2. Save for the issues on paragraphs C35 to C38 of the Summons, the whole of the controversies in the proceedings stemmed from the purported valid execution of those amendment deeds and the fraudulent board minutes authorising the same. The defendants’ opposition to specific performance was founded in the purported amendment deeds and the veracity of the minutes.
3. The plaintiff was compelled to bring these proceedings to obtain declarations of invalidity in relation the amendment deeds. Its costs of so doing, in a real and direct sense, stem from the misconduct of the fourth defendant McLeod. The Court has found that the meetings purportedly authorising the amendment deeds simply never took place and that McLeod oversaw the preparation of fictional minutes: Jnt par. 120.
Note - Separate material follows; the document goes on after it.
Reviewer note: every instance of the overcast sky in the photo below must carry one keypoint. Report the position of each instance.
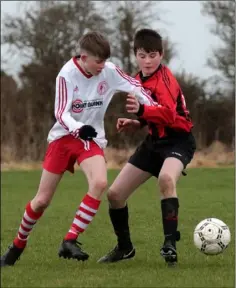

4. McLeod’s conduct in preparing and propounding (right through to judgment) the false minutes was simply dishonest and was the direct cause of the plaintiff’s expenditure of legal costs on the proceedings. Moreover the Court has found that McLeod deliberately altered, backdated and proffer the fraudulent minutes to the company’s auditor for the purposes of misleading him: Jnt par. 202.
5. Although the fifth defendant Holland was also guilty of breaches of duty, the Court found that he was merely doing McLeod’s bidding: Jnt par. 39. Though Holland’s conduct was improper, it is submitted that it did not have the same character of deliberate, premeditated fraud as that of McLeod.
6. The plaintiff submits that McLeod ought be ordered to pay equitable compensation for his breaches of duty and that the plaintiff’s actual costs of the proceedings are the measure of the plaintiffs direct consequential loss, assuming the other orders sought are made. Proposed order 7 is directed to this end.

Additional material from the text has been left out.